Henry. Male companionship. Perhaps the father of the baby Sybil so urgently wanted but probably couldn't have. Whenever a man had entered her life, she had wanted his children even more than she had wanted him. And the desire for Henry, although deeply buried, had been there.

The dance? She couldn't have gone to the dance. Her religion didn't permit it. She couldn't have gone even if there were no religion to stand in her way.

Why not dinner? One thing would lead to another. If she allowed herself to become involved with Henry, he would come to know her well and learn all about her. Then he would reject her. She knew that she had to protect herself against such an eventuality. No man must come close until she was well. Well? She winced. Would she ever be well?

The mantel clock was striking eight. Teddy wouldn't be home for two hours. Sybil went out. As she walked, the buildings of the city seemed to stretch endlessly to the east. She kept on walking west.

Life had stopped while she had reversed her route. She still had a whole world to forge. So far the analysis was taking her backward, not forward. The ambition to become a doctor had been consistently frustrated by her blackouts in science classes, and the ambition was constantly receding. She couldn't bear to try and fail.

She could scarcely even endure just being awake. Waking, she knew one of the others might take over. Even when there wasn't an actual takeover, there was the everlasting internal pressure, the interference by the others. She felt alone, useless, futile. Convinced that she was never going to get better, Sybil was faced with self-recriminations and complaints.

Certain that her life had stopped while she retraced a path that uncovered only anguish, Sybil felt that she had indeed come to the end of the line. She didn't want to live this way.

She reached the Hudson River, brownish-green and deep. She envisioned herself in the water, sinking. Death would bring surcease.

Sybil walked closer to the river, but before she could actually reach it, her body turned, propelled by another's will. The body, controlled by Vicky, sought and found a phone booth in one of the apartment houses on Riverside Drive. After dialing, Vicky said in a firm, clear voice, "Dr. Wilbur, Sybil was going to throw herself in the Hudson River, but I didn't let her."

Part IV
Reentry
25
Beginning to Remember

At first Sybil had doubted that any mere medicine could produce any decisive changes, but when the few electric shock treatments for which she had asked to make her feel safer after her suicide attempt had effected no discernible difference in her feelings, she had agreed to sodium pentothal because she trusted Dr. Wilbur.

The doctor herself had suggested pentothal reluctantly because she believed that straight psychoanalysis was the treatment of choice in Sybil's case. But the intimations of suicide, the actual near-attempt, made it necessary to resolve, to some degree and over a short period of time, the intense anxiety and depression. From long experience Dr. Wilbur knew that abreaction--the emotional release or discharge resulting from recalling to awareness a painful experience that has been repressed because it was consciously intolerable--with pentothal was a markedly useful tool. By discharging and desensitizing painful emotions, pentothal often led to increased insights.

 

The first pentothal treatment, administered by vein, appreciably diminished Sybil's anxiety.

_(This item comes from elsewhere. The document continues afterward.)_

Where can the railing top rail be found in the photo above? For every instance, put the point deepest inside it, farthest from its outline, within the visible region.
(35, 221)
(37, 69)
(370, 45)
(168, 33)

In the sessions that followed, for fifty-six, sometimes seventy hours after receiving pentothal, Sybil came to know a sense of freedom that never before had been hers. Pentothal, a barbiturate that is both an anesthetic and a hypnotic, had conferred the sensation of feeling perfectly well-- an experience Sybil had never had before. On the day after the treatment, there was always euphoria, which was due not only to the anti-anxiety effect of the barbiturate but also to the abreaction of severe trauma. Pentothal brought to the surface the deeply buried, debilitating hatred of her mother. Although Sybil could not yet accept this hatred, the fact that it was no longer buried paved the way to a later acceptance.

The freedom Sybil knew through pentothal the other selves also experienced. Now as never before the others had the opportunity both to be and to talk. Vicky had all the memories, her own and those of the other selves, including Sybil's. The other fourteen personalities had their own memories and some of the recollections of the other alternating selves and of Sybil.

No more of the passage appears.